Some of my feelings were totally justified last night. It’s not my job to clean up after him all the time, and that shit was everywhere. But some of them were divorce emotions. Total hallucinations. My mom cheated (long after they were estranged, just legally not yet divorced), so everyone will cheat. My dad yelled, so everyone will yell. If something breaks, I should clean it up immediately or there will be fighting. Avoid confrontation at your own expense. Don’t cry in front of others, it will only make them sad and uncomfortable - this is a new addition brought on by my fear that if I continue expressing my sadness at not getting the job or not losing weight fast enough or not having what _____ has, Jorge will either get mad or disappear.
I watched an episode of Biggest Loser where they saw a therapist and discussed when they started getting fat, and what the triggers might have been. I was pretty skinny as a little kid. Then bam, third grade I ballooned. I lost all my “popular” friends and was relegated to the outcasts. Why? To be honest, I don’t remember exactly when my parents started fighting. I probably wasn’t really paying attention until I was old enough to get what was going on. When I was nine, my brother would’ve been 16. Driving, working, out of the house more with his friends. Is it possible I became overweight at that point, when I was more alone in the house?

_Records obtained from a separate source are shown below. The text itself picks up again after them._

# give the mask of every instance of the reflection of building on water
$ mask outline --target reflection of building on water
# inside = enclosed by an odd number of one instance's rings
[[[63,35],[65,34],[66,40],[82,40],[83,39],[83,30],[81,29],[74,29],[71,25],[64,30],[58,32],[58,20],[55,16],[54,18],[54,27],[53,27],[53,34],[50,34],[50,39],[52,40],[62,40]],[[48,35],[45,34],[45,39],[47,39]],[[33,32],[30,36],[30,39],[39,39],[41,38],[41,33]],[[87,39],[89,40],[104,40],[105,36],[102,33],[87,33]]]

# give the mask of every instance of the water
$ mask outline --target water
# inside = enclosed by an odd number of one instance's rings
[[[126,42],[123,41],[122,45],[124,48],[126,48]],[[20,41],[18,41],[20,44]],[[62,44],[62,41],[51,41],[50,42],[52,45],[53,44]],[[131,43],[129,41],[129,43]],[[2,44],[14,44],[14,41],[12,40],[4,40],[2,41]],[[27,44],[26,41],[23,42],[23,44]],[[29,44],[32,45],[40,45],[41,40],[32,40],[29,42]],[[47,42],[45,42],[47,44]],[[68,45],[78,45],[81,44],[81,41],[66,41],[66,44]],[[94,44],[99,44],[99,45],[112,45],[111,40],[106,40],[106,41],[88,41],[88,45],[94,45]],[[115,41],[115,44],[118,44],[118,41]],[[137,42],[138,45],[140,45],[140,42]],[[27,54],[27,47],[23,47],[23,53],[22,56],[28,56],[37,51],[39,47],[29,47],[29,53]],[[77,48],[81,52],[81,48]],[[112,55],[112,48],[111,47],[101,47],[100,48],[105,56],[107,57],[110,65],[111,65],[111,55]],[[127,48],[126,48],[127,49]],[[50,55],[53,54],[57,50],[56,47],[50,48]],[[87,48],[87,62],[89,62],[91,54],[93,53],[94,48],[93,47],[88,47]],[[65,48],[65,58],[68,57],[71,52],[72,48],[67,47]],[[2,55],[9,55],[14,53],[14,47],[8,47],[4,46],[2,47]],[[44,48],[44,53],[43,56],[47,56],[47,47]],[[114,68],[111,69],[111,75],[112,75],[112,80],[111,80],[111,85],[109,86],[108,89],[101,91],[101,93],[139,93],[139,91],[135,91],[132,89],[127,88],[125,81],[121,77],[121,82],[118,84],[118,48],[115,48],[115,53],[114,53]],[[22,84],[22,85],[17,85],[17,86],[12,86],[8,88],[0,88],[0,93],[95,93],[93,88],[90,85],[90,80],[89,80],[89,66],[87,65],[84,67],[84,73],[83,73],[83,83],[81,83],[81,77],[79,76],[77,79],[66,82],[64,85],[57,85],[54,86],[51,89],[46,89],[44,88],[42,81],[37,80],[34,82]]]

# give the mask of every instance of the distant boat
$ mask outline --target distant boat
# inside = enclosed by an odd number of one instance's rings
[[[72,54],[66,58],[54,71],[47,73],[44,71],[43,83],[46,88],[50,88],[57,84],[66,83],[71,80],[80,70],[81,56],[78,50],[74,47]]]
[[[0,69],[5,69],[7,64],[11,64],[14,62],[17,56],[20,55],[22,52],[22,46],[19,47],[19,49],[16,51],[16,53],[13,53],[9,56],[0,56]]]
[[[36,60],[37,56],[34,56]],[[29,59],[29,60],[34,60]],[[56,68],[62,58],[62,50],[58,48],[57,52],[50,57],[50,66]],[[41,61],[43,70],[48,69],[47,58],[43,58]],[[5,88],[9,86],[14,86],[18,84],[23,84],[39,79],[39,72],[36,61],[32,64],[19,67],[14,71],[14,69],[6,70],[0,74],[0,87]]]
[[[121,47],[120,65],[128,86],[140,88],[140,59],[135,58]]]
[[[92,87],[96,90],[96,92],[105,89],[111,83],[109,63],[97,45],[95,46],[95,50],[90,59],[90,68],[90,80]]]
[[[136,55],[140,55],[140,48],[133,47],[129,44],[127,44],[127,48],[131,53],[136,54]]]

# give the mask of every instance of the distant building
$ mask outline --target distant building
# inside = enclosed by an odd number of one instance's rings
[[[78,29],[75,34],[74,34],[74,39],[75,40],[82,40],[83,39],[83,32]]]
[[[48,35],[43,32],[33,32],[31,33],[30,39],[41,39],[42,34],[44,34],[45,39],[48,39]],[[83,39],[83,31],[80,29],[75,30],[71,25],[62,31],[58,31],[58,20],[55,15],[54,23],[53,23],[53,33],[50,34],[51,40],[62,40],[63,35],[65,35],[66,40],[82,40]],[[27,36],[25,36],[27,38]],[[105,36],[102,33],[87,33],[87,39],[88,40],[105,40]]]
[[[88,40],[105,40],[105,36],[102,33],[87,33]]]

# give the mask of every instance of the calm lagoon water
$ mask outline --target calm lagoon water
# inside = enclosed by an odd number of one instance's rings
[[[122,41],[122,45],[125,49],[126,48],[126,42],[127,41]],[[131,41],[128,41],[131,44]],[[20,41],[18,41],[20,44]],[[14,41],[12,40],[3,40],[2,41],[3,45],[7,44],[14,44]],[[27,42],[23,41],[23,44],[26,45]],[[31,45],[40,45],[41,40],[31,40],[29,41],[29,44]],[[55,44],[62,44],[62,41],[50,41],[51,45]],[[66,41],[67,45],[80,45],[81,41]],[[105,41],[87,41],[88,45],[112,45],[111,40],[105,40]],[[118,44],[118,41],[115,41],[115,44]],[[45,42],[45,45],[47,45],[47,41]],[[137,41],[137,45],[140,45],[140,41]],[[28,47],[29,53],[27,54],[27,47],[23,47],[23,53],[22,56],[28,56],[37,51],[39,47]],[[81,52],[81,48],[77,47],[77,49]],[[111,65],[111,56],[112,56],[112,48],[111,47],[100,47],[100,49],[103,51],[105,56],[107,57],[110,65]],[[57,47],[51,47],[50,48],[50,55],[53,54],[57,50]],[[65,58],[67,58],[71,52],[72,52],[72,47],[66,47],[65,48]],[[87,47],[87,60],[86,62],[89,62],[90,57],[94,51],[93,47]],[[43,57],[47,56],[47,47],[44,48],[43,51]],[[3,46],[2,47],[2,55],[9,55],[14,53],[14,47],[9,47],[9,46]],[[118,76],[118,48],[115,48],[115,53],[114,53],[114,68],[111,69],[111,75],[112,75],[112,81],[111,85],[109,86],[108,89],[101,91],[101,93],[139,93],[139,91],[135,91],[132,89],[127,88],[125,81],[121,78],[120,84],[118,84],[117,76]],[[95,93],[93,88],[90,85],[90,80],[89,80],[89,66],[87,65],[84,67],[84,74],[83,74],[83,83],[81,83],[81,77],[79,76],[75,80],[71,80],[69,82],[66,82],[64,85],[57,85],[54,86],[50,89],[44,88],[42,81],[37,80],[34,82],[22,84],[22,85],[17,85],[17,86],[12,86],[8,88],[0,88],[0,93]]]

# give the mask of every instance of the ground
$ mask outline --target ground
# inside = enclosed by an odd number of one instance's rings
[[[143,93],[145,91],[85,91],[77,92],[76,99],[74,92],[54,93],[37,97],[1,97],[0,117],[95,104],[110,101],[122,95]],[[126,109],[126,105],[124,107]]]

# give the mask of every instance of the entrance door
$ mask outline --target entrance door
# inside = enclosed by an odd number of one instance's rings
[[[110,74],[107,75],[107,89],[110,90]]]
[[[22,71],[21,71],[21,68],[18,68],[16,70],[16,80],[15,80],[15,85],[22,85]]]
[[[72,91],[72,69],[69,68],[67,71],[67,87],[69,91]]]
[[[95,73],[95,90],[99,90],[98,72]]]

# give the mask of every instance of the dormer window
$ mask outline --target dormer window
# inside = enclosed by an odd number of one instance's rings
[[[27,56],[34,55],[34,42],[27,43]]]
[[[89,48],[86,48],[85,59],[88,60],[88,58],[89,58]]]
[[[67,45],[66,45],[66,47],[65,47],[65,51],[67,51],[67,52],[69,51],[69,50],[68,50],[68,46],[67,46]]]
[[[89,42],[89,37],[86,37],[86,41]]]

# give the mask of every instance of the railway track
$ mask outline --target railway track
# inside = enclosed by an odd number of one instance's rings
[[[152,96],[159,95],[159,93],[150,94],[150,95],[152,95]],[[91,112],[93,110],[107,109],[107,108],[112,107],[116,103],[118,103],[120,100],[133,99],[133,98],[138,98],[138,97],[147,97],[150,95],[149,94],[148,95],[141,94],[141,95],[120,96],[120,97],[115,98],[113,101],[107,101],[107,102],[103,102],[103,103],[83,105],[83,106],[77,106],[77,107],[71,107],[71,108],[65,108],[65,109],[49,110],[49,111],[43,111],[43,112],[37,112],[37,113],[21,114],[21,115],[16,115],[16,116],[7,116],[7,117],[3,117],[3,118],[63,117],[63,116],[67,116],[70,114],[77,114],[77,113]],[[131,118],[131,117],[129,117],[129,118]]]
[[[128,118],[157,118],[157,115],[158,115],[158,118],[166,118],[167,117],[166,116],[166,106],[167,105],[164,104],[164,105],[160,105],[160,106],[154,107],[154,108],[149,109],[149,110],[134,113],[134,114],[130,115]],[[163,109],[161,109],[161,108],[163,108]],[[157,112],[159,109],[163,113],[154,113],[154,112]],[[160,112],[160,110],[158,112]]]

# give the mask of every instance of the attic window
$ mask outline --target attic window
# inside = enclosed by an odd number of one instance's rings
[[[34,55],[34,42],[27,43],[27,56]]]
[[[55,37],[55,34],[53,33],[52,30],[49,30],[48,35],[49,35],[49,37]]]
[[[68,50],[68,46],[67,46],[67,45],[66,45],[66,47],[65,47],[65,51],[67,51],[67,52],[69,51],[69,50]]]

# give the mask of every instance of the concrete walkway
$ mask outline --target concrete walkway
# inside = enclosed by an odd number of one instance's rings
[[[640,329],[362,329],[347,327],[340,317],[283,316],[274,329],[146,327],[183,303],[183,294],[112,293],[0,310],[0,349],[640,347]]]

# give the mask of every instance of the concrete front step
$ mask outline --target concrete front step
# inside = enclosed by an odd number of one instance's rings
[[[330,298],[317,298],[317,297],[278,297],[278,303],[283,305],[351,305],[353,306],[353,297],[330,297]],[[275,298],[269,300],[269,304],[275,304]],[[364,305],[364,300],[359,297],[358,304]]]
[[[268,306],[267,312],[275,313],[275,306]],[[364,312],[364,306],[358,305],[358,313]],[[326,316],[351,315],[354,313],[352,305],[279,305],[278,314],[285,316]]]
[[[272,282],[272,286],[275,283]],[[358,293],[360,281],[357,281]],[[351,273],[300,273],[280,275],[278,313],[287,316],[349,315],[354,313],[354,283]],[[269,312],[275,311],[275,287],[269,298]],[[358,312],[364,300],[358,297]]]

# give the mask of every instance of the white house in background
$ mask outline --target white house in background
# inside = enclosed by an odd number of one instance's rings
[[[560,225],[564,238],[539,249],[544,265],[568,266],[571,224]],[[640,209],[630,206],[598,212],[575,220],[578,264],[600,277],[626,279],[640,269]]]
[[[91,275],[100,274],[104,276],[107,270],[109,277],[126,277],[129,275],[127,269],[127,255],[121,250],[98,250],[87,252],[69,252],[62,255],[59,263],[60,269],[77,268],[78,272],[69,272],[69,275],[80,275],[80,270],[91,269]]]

I don’t know. I do know that food has always been encouraged as a prize and as consolation in my family. Ice cream for achievements and sad things. It’s always been a stress go-to, particularly in the last year of college when I really gained a lot of weight. Even this week. It’s an ongoing problem that’ll probably always be a problem: fail, eat. Sad, eat. Stress, eat. Happy, eat. Saturday, eat. Eat, eat.
I’m rambling at this point. I’m in an overthinking place. I feel like an asshole for dragging Jorge through this shit when the majority of my feelings are totally unrelated to him, and there’s nothing he can really do to fix it. It’s kind of my deal. At least today I’ve acknowledged that something in my brain broke from trying to grow up in an inhospitable environment.
Plan for tonight: go home. Watch something happy. Be alone. Go to sleep.